This post by Andi Mullin originally appeared on the Community Catalyst Health Policy Hub blog.
On April 4, my 73-year-old mother had back surgery. It was a difficult and lengthy procedure and, unfortunately, she experienced a series of post-operative complications. She remained in the hospital for 12 days, and for several of those days things looked very serious. For the first time since I started doing health system transformation policy work, I had an opportunity to experience the acute care side of our health system not merely as a policy advocate, but as a worried family member.
There was a lot about my mom’s medical care that was good. Crucially, the complicated surgery itself appears to have been successful with the focus now shifted to her recovery process. In addition, her providers were appropriately aggressive about pain control early on, and equally aggressive about transitioning my mom off of narcotics as quickly as possible, while still keeping her comfortable. I was also impressed with the hospital’s vigilance around infection control. Last but by no means least, her doctors and nurses were genuinely caring and concerned.
Nevertheless, I couldn’t help asking myself throughout her ordeal if the care my mother was receiving met the standards of patient-centered care for which we are all so strenuously advocating.

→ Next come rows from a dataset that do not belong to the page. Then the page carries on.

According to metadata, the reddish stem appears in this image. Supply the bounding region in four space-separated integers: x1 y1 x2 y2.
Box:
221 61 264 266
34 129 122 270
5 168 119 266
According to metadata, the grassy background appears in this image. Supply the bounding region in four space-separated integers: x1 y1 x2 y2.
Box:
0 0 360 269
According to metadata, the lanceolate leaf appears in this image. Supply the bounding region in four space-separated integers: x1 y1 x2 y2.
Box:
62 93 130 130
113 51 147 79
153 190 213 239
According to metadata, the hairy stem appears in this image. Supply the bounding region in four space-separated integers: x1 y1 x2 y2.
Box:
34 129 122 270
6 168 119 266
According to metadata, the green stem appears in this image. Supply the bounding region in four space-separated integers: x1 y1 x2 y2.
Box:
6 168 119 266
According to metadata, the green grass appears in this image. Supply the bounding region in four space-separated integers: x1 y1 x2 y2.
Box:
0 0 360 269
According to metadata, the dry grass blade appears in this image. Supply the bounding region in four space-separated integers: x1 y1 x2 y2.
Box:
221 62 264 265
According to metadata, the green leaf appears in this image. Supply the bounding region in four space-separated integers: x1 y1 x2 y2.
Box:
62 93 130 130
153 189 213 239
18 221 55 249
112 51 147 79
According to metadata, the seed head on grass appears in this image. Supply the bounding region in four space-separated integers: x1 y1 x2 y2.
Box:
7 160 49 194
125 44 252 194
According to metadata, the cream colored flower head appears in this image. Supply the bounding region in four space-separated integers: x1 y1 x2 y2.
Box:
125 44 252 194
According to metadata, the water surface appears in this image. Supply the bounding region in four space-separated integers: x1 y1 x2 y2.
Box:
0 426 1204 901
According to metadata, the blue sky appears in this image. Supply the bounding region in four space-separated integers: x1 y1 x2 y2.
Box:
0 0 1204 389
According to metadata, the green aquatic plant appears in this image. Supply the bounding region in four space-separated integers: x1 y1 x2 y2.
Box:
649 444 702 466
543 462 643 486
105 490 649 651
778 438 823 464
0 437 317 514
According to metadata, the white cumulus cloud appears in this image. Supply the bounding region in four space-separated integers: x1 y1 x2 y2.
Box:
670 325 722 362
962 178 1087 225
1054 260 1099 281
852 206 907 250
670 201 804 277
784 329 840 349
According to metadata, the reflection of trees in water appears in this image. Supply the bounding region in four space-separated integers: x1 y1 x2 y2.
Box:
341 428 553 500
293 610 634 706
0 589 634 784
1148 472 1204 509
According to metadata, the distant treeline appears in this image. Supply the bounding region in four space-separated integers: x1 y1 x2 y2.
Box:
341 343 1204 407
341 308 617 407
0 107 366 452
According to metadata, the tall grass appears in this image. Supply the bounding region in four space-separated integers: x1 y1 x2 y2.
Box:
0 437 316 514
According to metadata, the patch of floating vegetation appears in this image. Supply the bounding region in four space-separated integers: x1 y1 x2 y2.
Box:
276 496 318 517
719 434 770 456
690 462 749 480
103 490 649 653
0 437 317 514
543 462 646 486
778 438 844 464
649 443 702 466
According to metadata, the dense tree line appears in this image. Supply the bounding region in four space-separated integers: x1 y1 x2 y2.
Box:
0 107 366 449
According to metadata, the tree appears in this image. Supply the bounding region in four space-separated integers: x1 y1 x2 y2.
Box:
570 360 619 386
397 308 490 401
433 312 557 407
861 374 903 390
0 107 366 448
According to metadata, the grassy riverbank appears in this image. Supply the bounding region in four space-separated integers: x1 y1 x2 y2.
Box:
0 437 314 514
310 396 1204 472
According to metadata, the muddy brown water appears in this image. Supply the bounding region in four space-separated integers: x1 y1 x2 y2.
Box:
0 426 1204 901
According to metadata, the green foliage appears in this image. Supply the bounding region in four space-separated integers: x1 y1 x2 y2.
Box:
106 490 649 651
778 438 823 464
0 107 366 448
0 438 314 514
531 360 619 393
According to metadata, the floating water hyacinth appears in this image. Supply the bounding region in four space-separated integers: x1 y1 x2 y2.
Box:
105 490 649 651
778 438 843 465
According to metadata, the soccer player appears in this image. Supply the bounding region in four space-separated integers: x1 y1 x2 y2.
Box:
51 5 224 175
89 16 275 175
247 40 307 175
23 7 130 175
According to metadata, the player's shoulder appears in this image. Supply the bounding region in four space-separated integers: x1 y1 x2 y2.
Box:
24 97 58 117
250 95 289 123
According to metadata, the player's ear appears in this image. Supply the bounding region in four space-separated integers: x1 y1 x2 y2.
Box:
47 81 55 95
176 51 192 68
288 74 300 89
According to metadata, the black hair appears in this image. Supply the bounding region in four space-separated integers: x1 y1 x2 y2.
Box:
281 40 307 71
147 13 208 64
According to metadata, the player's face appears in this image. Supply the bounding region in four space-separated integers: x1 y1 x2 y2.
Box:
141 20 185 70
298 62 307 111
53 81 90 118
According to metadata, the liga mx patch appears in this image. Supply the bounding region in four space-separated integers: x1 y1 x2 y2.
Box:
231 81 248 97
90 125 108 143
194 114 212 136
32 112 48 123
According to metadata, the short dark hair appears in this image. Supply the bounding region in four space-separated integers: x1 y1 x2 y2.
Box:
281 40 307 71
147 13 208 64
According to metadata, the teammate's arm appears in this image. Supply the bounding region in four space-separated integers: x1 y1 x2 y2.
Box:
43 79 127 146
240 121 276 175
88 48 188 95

The John A. Hartford Foundation recently posted a blog about patient-centered care in acute settings, and the authors’ admonition to “Think about the System” really resonates with me. The things that worried me about my mom’s care in the hospital all seemed to stem from systematized behavior that was centered around somebody’s needs, but that somebody didn’t seem to be my mother.
For example, doctors would visit my mother at 4:00 and 5:00 a.m. when neither my father nor I were there. They would awaken her, update her about her medical condition and leave. As the days unfolded, it became clear that the “system” was organized for doctors to do rounds before the day’s surgeries and clinical office hours. For them, pre-dawn visits were a convenient time. But was that the best time for my mom? Was that patient-centered care, or surgeon-centered care? The big problem with this system was that it resulted in very poor actionable communication with the patient and her supporting caregiver system – in this case, my father and me. “Drs. 4:00 and 5:00 a.m.” would awaken my mom and explain what was going on with her medically. At no point did my mother ever remember a single thing they ever told her. How could she, given her exhaustion and the narcotics she was taking? Technically, her doctors were sharing information with her, but it was not “communication” in any meaningful sense of that word.
Not just the early-rounding doctors, but also nurses and other hospital staff frequently interrupted my mom’s sleep, and this proved to be an enormous problem throughout her hospital stay. One of the things my mother needed most was sleep, but she was never undisturbed for more than two hours at a time. This is a common complaint of folks who’ve been in the hospital, and providers acknowledge it’s a problem. My mom’s nurses felt badly about this, and even agreed that it worsened her complications. But it was also clear from the helpless looks on their faces that they couldn’t imagine things any other way. Is the patient at the center of a system that deprives sick people of sleep for days at a time? Is there really no other way to organize a hospital?
Finally, I worried about the lack of continuity in my mom’s nursing care. Never was a nurse assigned to my mom for more than two days in a row. Just as one expert and caring nurse would get to know my mom’s medical situation, that nurse would disappear. I would see those nurses again, but they were always assigned to other patients. When I asked one of them about it, I got the same helpless look I got regarding sleep disruptions. Continuity would be impossible to ensure all of the time for every patient, but it seems like prioritizing continuity for patients having an extended stay would help both nurses and patients. Was this approach to patient assignment serving some administrative or fiscal function? It certainly wasn’t serving my mom’s best interests.
Our health system is in the midst of a significant transformation, and certainly not just within hospitals. This transformation will require administrators, providers and patients to behave differently. If my experience of the last few weeks is at all typical, it will also require that we look at the ways in which we structure systems and re-think how health care institutions organize themselves. Consumer engagement will be critical to redesigning these systems in ways that put the patient at the center of care.
P.S. My mom was transferred to a rehab facility on April 16, and she is working hard to regain her mobility and recover from this experience. Your good wishes are most appreciated!
The opinions expressed in this article are those of the author and do not necessarily reflect those of the Diverse Elders Coalition.